Nice is not a compliment.
I recently got a text from a former f*ck buddy. In it, he told me about his work, what he’s been listening to lately, and how he’s “seeing a girl on the weekends.” I responded that I was happy for him and that I hoped she was good to him.
“She’s nice,” he said. As I cringed, unable to instantly respond, he sent another text, “I think that’s important.” Nice.
Last spring, almost six months after finding out that my husband had cheated on me, we met up at a café in Paris. I had not forgiven him and it wasn’t meant to be a friendly chat but rather, one of business: We had to discuss how we were going to handle our divorce, who was going to pay what, and if it would be easier to get divorced in the U.S. or France.
At one point, for a reason I still don’t know, I asked him about the 21-year-old he had left me for — 27 years his junior, mind you. He paused, took a drag of his cigarette, and smiled that sort of smile that comes with people who are newly in love.
“She’s nice,” he said. “She’s easy, so it’s easy to be with her. She’s simple and uncomplicated. It’s nice.” Nice.
I have heard this adjective used often — far too often. I haven’t heard it just from exes, past lovers, former f*ck buddies, or even on that rare occasion when you run into a one-night stand and you’re forced to make small talk as you inquire about their relationship status. I've also heard it from both male and female friends. I’ve also, in my life, used the word “nice” to describe someone, knowing full well what I meant when I chose the adjective "nice."
Nice is not a nice word. It’s far from flattering. It offers nothing substantial. But nice is safe.
Someone who’s nice isn’t going to rip your heart from your chest and stomp on it before your eyes.
Someone nice isn’t going to throw a dinner plate out the window in the middle of a fight.
Someone nice isn’t going to run off to Myanmar at a moment’s notice and text you when they land that they’ll be back — someday, but they’re just not sure when.
Someone nice isn’t going to stand up in a boat, and rock it back and forth until you’re both in the water. Someone nice wouldn’t dare to do such a thing.
I have never loved someone I described as nice. They've all been so much more than that.
Nor have I ever been loved by anyone who would call me nice. I’ve been called complicated, complex, a firecracker, too independent for my own good, feisty, defiant, and even scary.

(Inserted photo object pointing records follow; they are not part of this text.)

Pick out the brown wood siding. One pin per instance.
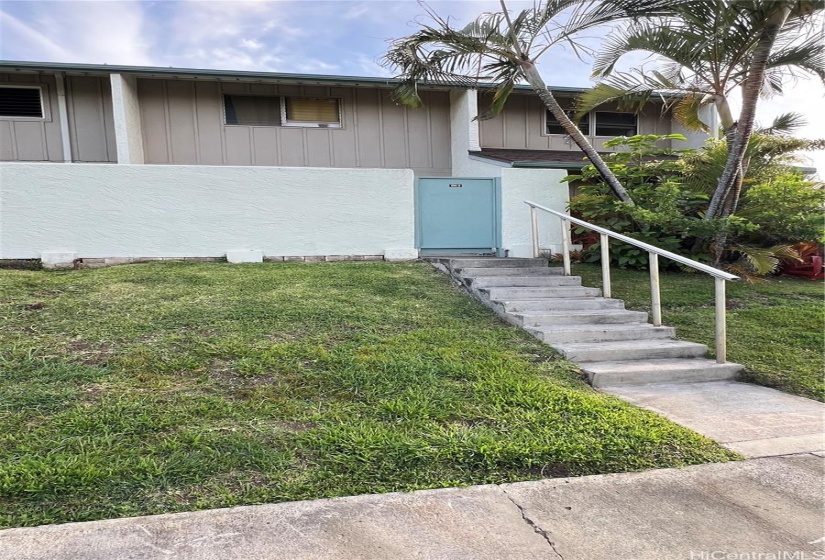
(91, 123)
(32, 140)
(183, 123)
(521, 126)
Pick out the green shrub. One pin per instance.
(786, 209)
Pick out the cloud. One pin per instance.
(75, 32)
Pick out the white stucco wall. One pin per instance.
(464, 132)
(542, 186)
(126, 114)
(103, 210)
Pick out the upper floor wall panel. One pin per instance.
(521, 125)
(183, 122)
(89, 118)
(32, 139)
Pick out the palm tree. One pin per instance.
(711, 48)
(501, 50)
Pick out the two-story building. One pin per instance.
(125, 162)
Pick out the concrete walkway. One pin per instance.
(752, 420)
(762, 506)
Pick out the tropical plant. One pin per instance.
(500, 50)
(667, 212)
(712, 48)
(780, 207)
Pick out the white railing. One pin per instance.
(653, 253)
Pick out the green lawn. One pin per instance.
(775, 327)
(169, 387)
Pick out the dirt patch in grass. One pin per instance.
(215, 385)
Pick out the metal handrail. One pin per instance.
(720, 276)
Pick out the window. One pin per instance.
(554, 127)
(304, 111)
(21, 102)
(252, 110)
(260, 110)
(616, 124)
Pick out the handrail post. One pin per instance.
(565, 245)
(721, 323)
(605, 243)
(655, 294)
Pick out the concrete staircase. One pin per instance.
(612, 345)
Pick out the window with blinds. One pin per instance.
(553, 126)
(261, 110)
(616, 124)
(252, 110)
(21, 102)
(306, 111)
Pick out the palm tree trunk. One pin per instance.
(725, 116)
(533, 78)
(750, 96)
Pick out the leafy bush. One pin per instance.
(786, 209)
(671, 191)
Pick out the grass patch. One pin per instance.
(169, 387)
(774, 327)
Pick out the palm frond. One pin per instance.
(786, 123)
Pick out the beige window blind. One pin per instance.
(308, 110)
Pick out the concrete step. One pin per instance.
(500, 294)
(553, 304)
(571, 334)
(638, 372)
(632, 350)
(521, 281)
(578, 317)
(492, 262)
(542, 270)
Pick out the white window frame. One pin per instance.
(310, 124)
(44, 107)
(595, 116)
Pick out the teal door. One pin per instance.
(457, 215)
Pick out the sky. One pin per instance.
(343, 37)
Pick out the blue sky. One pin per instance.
(321, 37)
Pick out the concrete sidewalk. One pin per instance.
(752, 420)
(768, 506)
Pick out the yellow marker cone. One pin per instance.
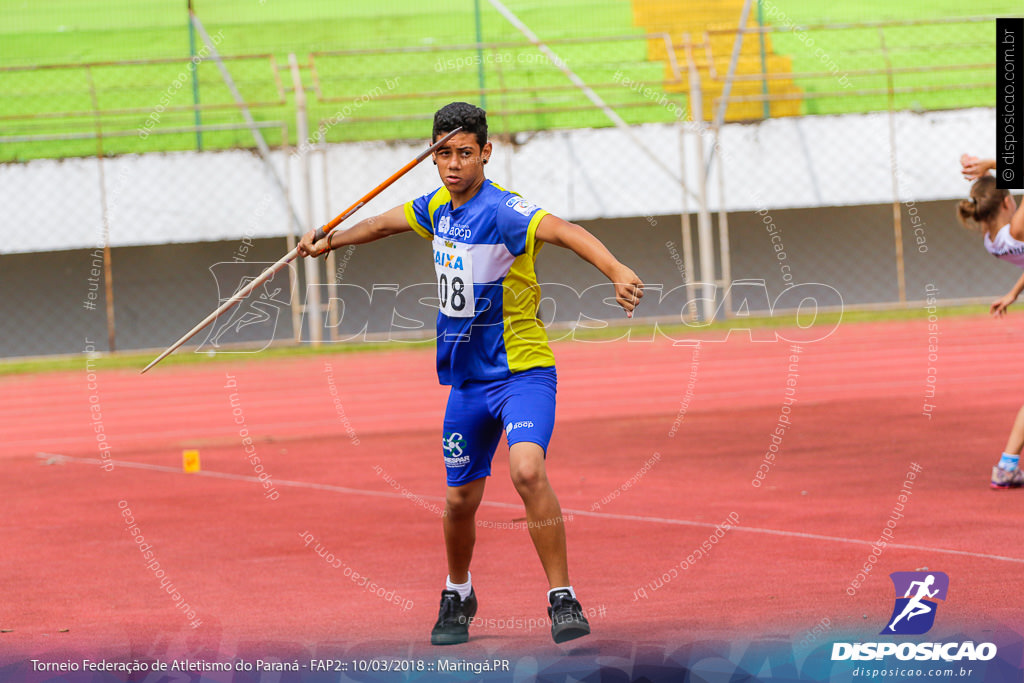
(189, 461)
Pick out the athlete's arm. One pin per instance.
(387, 223)
(629, 288)
(1017, 222)
(998, 307)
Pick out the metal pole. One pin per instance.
(306, 191)
(586, 89)
(195, 69)
(723, 232)
(766, 111)
(479, 54)
(290, 241)
(894, 166)
(332, 258)
(108, 260)
(705, 239)
(687, 232)
(727, 88)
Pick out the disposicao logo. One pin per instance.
(918, 594)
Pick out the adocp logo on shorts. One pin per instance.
(914, 611)
(453, 444)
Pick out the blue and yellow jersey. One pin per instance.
(486, 286)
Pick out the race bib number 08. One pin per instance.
(454, 266)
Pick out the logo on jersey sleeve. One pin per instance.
(520, 205)
(454, 444)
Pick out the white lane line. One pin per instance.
(52, 458)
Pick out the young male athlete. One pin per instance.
(493, 350)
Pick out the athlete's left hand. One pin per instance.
(629, 288)
(998, 307)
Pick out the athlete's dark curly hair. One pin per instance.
(471, 118)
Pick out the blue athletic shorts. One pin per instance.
(522, 406)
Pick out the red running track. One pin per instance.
(654, 445)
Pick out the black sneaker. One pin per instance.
(567, 621)
(454, 617)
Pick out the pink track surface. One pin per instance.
(363, 472)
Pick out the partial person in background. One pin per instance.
(994, 213)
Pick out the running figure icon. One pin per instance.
(916, 606)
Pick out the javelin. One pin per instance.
(291, 256)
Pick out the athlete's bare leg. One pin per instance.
(1016, 441)
(544, 515)
(460, 526)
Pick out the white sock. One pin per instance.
(1009, 462)
(462, 589)
(561, 588)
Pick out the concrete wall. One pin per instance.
(163, 291)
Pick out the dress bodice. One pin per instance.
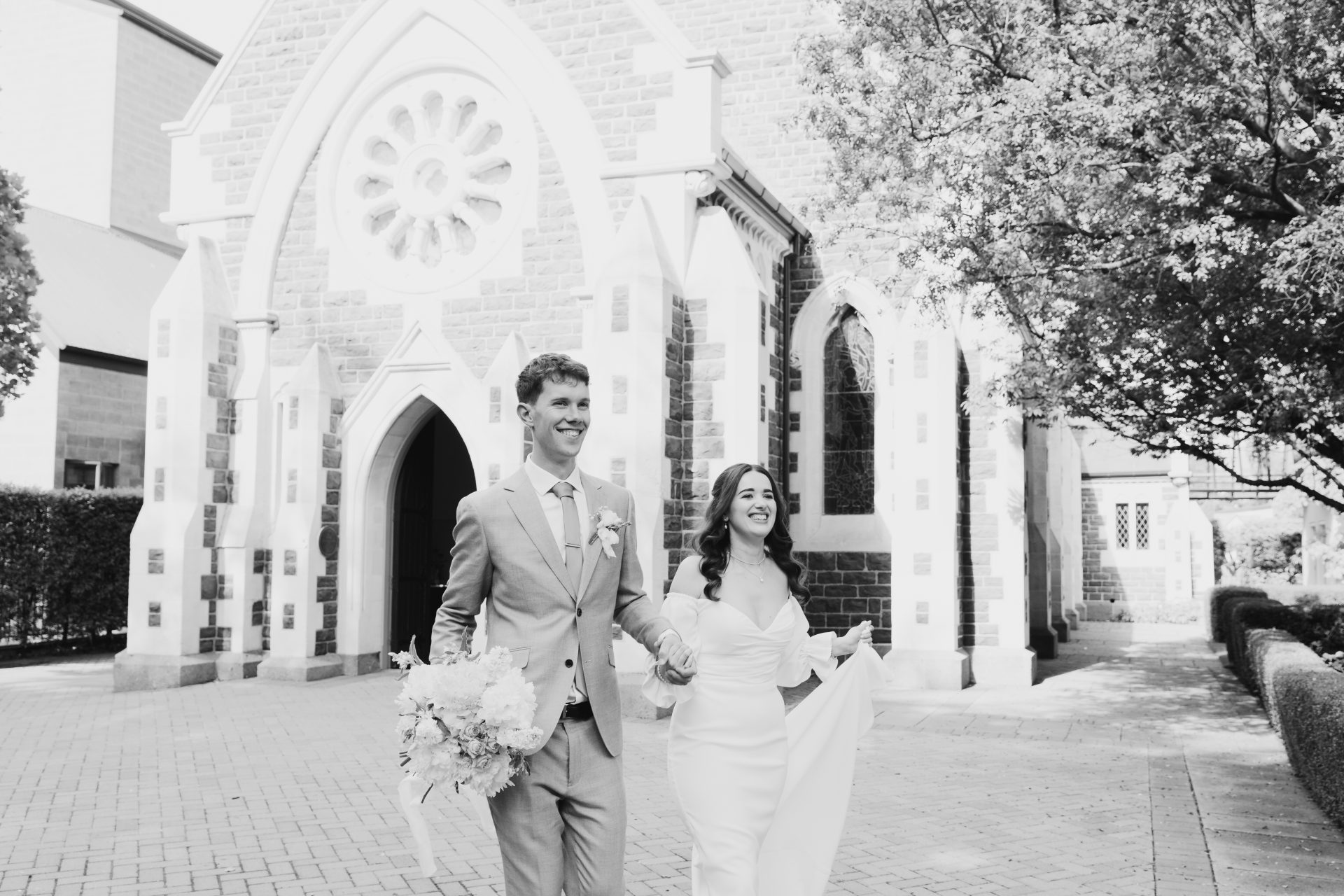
(734, 650)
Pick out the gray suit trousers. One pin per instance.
(564, 825)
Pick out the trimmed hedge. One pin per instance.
(1221, 594)
(1304, 594)
(65, 559)
(1272, 653)
(1275, 650)
(1310, 707)
(1236, 624)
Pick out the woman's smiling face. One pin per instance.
(753, 510)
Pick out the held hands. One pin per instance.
(850, 643)
(676, 664)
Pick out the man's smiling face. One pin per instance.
(559, 419)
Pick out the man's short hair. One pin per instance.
(556, 368)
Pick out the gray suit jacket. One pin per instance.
(505, 556)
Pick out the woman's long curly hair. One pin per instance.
(714, 538)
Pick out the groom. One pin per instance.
(536, 551)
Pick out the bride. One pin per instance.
(764, 798)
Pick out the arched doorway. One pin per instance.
(436, 473)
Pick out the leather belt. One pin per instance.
(577, 713)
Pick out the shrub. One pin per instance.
(1218, 596)
(64, 562)
(1310, 708)
(1236, 626)
(1304, 594)
(23, 514)
(1273, 650)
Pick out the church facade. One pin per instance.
(390, 206)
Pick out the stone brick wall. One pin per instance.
(692, 434)
(977, 528)
(1142, 577)
(156, 83)
(101, 418)
(847, 587)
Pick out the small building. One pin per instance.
(85, 86)
(1148, 547)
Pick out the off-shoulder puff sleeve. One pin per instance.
(682, 612)
(806, 654)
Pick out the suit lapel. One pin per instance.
(527, 508)
(592, 548)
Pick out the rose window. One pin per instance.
(429, 183)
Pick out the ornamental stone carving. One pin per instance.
(429, 184)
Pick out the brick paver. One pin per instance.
(1130, 769)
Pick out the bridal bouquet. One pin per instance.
(465, 720)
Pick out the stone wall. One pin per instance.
(156, 83)
(848, 587)
(1114, 575)
(101, 418)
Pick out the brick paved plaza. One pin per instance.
(1130, 769)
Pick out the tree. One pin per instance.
(1149, 191)
(18, 285)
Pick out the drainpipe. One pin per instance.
(787, 368)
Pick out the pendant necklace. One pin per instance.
(758, 564)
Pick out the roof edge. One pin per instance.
(168, 33)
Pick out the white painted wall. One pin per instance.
(29, 428)
(58, 71)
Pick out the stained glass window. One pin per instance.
(850, 414)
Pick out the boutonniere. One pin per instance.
(605, 527)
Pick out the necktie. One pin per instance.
(574, 564)
(573, 540)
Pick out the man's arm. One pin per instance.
(468, 583)
(635, 612)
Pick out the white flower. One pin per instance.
(510, 701)
(428, 731)
(606, 526)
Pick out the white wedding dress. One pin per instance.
(764, 796)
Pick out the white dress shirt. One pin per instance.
(543, 482)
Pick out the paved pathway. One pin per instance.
(1130, 769)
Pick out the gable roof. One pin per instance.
(97, 284)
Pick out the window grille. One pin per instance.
(850, 416)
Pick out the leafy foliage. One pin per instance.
(18, 285)
(1148, 190)
(65, 559)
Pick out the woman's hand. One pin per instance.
(850, 643)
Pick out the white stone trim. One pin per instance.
(351, 57)
(422, 375)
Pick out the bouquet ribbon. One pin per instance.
(412, 793)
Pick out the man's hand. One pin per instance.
(676, 664)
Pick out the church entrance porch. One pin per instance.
(436, 475)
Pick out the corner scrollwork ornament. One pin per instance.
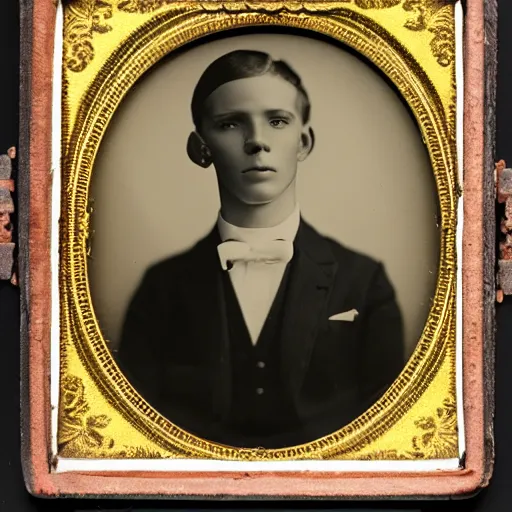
(86, 18)
(83, 19)
(83, 435)
(436, 437)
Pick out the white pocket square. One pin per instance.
(346, 316)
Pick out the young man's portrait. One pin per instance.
(269, 329)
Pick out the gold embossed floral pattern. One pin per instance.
(82, 434)
(83, 19)
(86, 17)
(79, 430)
(438, 433)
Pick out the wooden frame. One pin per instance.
(82, 343)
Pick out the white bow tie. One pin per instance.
(274, 251)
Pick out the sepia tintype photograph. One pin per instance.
(264, 253)
(264, 243)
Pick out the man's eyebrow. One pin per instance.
(228, 115)
(240, 114)
(280, 112)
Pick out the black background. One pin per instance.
(14, 497)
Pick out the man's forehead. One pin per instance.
(266, 92)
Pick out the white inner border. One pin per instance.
(155, 465)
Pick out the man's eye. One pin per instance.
(279, 123)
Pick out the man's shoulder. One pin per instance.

I’ll never forget the night I was lying on the floor with my ex after a heated argument had ended in us having sex on the floor. He reached out to me and put his hand on my bare chest, reaching around to find my heartbeat.
“You scare me sometimes,” he said. I turned to look at him and asked him why. “Because there’s an element of danger in loving you.” I laughed, thinking he was being melodramatic. When he found my heart, he pulled himself closer to me and put his ear up to it, listening to the way it raced, as post-orgasm hearts tend to do.
“I guess that’s better than being called 'nice,'” I said, rolling away. I guess a nice person wouldn’t have rolled away; a nice person would have lay there and let him listen to their heartbeat longer.
So when he sat across from me in Paris that night and called the new girl in his life “nice,” I immediately thought of that night.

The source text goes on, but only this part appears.